Dexheimer: I’ve always been interested in suggesting a sense of place, the timelessness of the natural landscape, the interplay of the ephemeral and the enduring in the natural world, the co-existence of motion and stillness, a completeness, a fullness. As my work evolves, I’m becoming more and more interested in how the qualities inherent to oil paint can help me to achieve this, pushing further with the paint itself. I do a lot of blending on the canvas, pulling the paint in layers, separating, reducing, and building back up. Working wet on wet creates a different sense of dimension and atmosphere. There’s a continuum where you can create something without a beginning or an end, eliminating vestiges of the analog painting process. I want the image to look like it was always there, whole, that it’s continuing off the canvas. The idea of the continuum is also why I tend to go to nature for inspiration and image—there are no discernible beginnings.
Nelson: Can you talk about your paper works—how you transition back and forth between those and your paintings, and how they might influence each other?
Dexheimer: I’ve been a printmaker almost as long as I’ve been a painter and take great joy in exploring what each medium has to offer. My wish is to create something that speaks to the unique processes and properties inherent to each medium, pushing each as far as I can. In the works on paper, that translates to working with multiple layers, each a complete thought on its own and a part of a greater whole.
I’ve stopped trying to reconcile the differences in imagery that I create with each, realizing that they are both part of the whole of my visual vocabulary. I think the commonality is the idea of the continuum, of creating something that seems as if it were always there, even though the end imagery is so disparate.
In terms of transitioning between the two mediums, it’s just about what I feel like doing. After a period of working with the energy of the monotypes and the panels, the meditative process of painting beckons me and is a cherished respite. And then it reverses. I have no problem working on panels and canvas concurrently, I enjoy it. There is nothing, though, like the feel of brush on canvas.

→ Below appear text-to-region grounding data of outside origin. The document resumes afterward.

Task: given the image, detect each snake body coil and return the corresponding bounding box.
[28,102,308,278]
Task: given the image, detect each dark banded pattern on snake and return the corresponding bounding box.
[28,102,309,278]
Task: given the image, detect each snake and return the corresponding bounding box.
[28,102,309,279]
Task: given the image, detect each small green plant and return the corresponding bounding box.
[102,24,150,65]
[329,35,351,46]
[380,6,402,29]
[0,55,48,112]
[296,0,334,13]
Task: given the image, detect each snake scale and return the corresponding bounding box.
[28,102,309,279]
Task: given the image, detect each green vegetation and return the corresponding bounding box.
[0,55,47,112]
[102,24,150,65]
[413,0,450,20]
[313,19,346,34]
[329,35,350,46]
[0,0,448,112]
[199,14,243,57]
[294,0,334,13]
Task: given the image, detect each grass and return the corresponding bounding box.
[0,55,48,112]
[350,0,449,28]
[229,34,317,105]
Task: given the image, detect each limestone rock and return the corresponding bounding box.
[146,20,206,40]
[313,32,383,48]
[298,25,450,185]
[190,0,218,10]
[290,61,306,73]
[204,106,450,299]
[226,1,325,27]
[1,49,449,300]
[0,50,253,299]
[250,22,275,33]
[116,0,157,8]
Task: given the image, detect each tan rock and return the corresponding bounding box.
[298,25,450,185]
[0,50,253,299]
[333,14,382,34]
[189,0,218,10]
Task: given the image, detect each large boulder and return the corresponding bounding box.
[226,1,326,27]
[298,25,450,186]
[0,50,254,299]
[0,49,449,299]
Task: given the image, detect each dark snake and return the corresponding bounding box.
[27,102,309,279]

Nelson: What processes do you use to create a monotype series on paper such as Nocturne Suite 2018, and how does your collaboration with the master printer Marina Ancona work?
Dexheimer: My specific process for most of my monotypes, including the Nocturne Suite, is to build the image with layers. Each layer includes opaque and transparent color and open space, allowing for the interplay of colors and shapes as the surfaces react to each other. I think of each layer as a complete thought; dropped on each other the layers create a fuller story.

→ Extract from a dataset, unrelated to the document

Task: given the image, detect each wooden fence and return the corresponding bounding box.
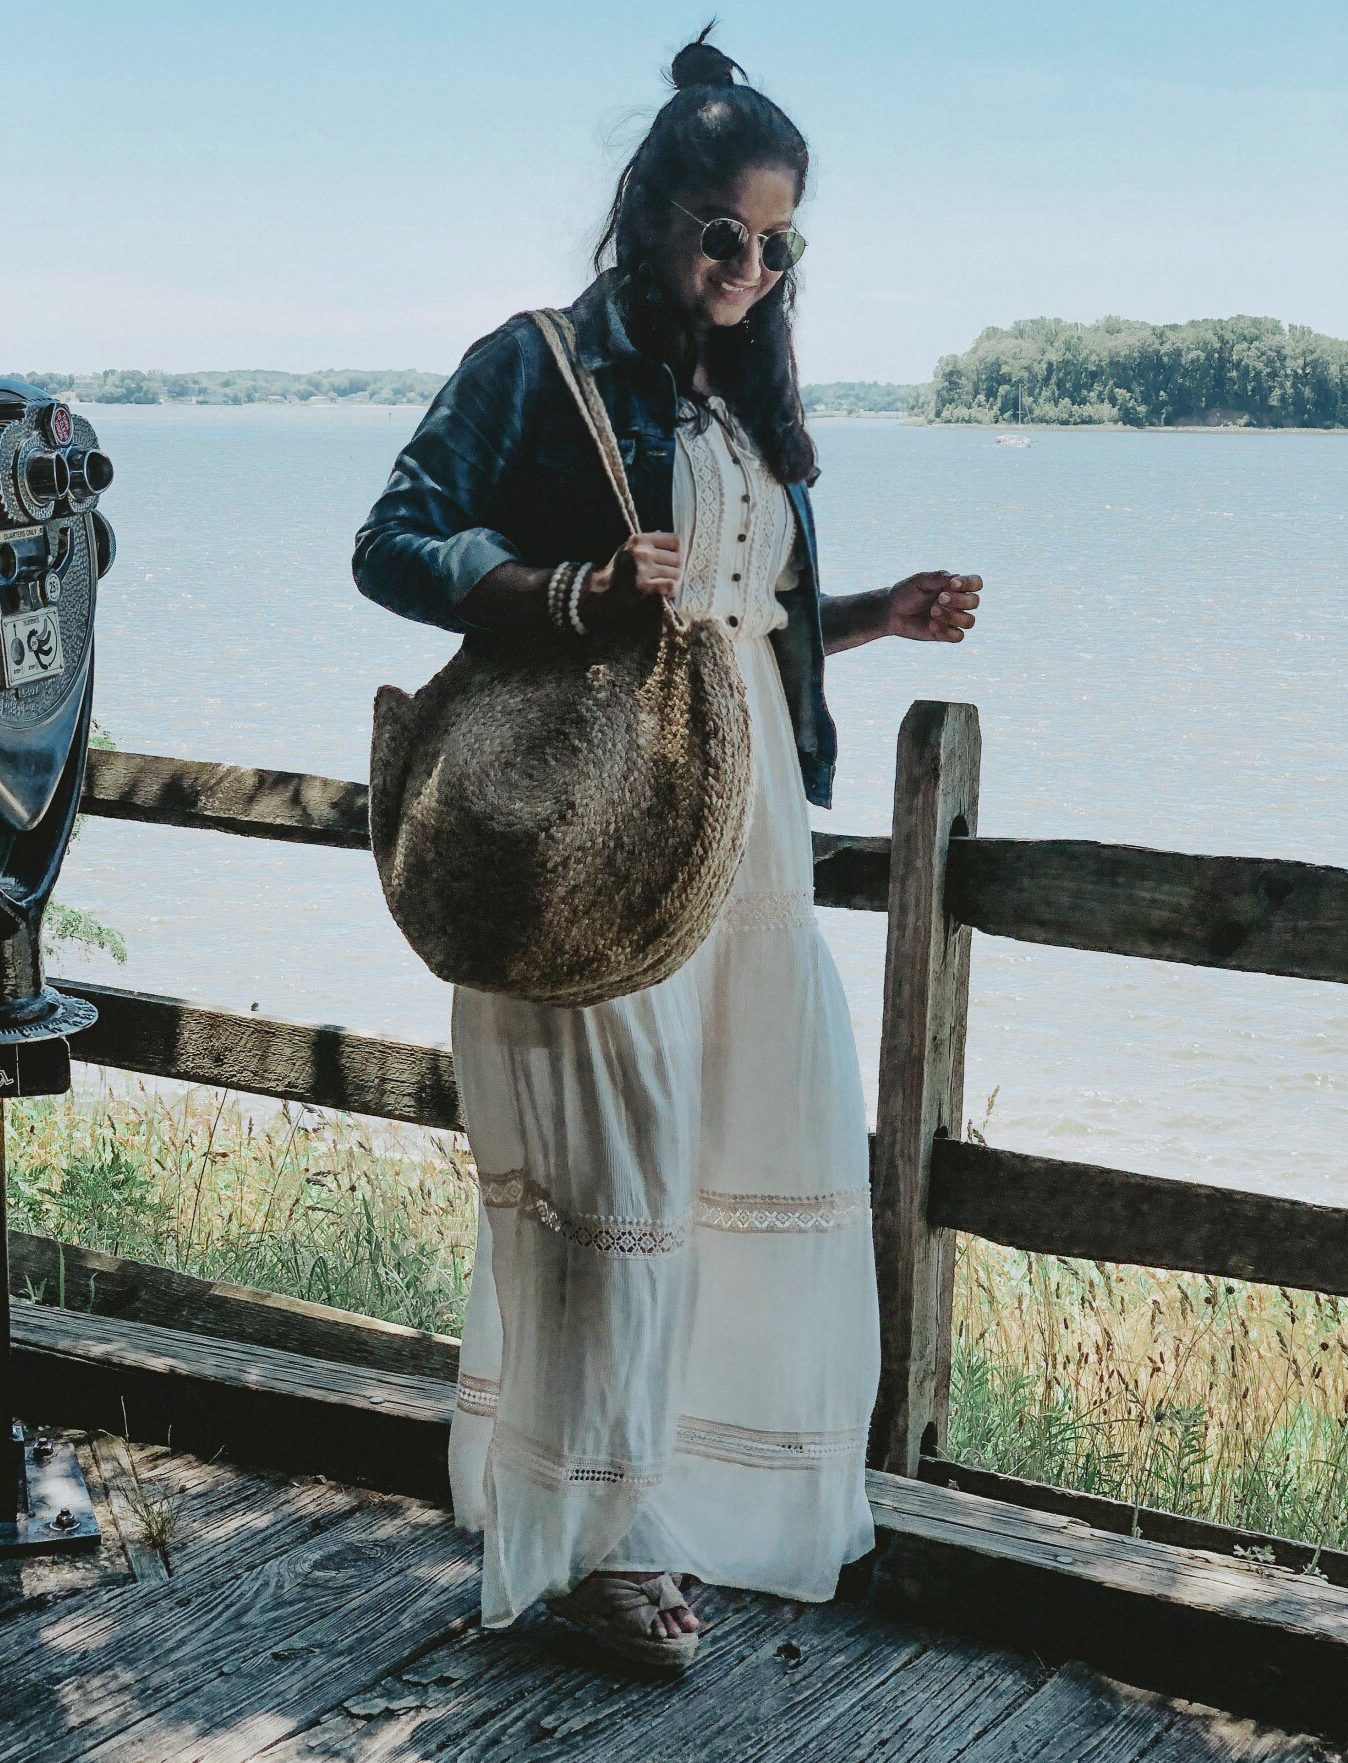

My collaborative process with Marina involves discussing what palette I’m thinking of working with and what I’m hoping to achieve. We work together, her extremely high level of technical expertise enabling me to focus on the process of creating my imagery and taking it farther that I would be able to on my own. Printmaking is very process oriented, more so than other mediums; having access to the expertise of a master printer is extremely liberating. We’ve been working together for so long that we can practically finish each other’s sentences in our collaborative process.

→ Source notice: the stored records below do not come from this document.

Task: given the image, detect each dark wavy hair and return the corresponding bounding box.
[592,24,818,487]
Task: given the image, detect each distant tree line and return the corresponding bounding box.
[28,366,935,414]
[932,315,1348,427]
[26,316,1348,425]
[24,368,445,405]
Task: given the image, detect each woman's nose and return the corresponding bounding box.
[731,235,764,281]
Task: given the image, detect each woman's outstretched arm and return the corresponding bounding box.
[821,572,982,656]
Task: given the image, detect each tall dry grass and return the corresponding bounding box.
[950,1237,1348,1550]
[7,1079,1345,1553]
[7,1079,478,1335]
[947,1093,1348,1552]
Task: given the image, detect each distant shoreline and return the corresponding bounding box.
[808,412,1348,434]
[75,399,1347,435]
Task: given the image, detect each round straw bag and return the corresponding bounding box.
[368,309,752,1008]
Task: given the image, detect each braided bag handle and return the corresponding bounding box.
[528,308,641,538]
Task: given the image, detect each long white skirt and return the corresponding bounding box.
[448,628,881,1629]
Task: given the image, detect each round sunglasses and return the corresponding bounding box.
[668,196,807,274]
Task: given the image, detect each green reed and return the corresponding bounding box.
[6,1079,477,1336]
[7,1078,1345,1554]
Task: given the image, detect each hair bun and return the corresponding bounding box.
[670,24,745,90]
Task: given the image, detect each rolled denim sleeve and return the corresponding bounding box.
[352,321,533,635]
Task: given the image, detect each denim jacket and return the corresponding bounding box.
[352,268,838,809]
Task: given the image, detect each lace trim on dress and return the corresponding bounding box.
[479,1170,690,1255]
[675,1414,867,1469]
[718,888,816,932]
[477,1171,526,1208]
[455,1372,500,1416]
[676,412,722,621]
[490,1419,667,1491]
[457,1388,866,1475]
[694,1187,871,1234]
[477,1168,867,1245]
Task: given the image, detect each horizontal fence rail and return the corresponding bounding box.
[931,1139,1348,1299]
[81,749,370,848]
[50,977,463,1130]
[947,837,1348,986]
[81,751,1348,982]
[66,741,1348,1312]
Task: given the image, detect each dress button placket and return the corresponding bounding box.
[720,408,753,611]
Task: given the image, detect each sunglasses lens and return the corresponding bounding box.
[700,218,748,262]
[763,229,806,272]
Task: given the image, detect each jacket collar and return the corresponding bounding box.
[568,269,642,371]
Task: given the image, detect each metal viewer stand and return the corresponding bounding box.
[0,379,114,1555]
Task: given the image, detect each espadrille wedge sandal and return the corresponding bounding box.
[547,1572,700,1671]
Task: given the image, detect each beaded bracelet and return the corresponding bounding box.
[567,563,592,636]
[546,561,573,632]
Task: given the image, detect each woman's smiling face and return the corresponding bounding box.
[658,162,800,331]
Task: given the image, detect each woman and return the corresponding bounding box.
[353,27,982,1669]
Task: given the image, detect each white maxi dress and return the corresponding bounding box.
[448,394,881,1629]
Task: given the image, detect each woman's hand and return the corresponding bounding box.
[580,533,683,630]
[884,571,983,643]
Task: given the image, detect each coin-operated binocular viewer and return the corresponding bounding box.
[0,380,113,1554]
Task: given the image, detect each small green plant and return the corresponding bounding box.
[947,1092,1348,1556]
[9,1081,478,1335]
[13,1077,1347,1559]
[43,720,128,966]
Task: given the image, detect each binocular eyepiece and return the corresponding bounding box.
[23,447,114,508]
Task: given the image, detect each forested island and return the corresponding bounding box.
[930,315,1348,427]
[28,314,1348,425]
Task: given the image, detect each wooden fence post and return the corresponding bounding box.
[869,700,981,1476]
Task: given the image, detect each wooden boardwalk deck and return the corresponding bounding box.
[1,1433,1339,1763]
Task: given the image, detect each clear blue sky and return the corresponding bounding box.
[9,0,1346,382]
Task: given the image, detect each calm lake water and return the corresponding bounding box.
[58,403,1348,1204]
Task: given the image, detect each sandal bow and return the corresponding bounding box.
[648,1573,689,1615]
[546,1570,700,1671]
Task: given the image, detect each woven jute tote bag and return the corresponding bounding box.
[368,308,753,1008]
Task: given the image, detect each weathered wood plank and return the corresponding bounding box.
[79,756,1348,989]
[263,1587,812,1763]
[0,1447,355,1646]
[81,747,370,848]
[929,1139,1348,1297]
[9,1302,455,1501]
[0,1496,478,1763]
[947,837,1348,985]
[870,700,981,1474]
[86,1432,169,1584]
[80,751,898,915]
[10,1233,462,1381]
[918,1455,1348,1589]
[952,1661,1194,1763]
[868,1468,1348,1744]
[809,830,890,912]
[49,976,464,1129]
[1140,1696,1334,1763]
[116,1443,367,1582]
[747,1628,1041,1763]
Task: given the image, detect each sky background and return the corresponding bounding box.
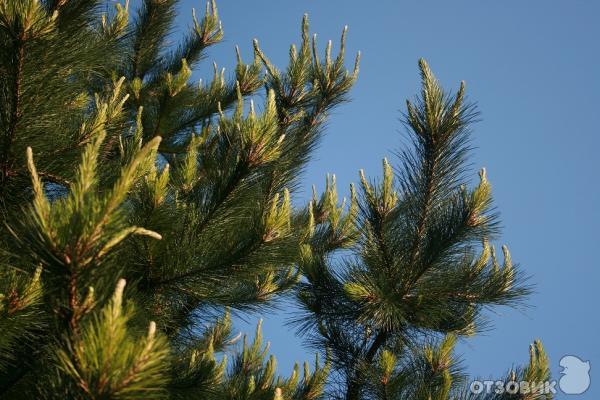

Nelson: How do you see your artwork evolving in the future?
Dexheimer: I’m not sure. I feel there is a lot more to say with the series that I’m working on now. I know the work will evolve into something else when the time comes. There is no fixed end, but I’ll know when it’s time to move on. I feel that the materiality of the paint itself is playing a more prominent role in my imagery and I will probably keep pushing that along with whatever else sparks my interest and curiosity. Each new series builds, I hope, on all that I’ve done before and what I’ve learned.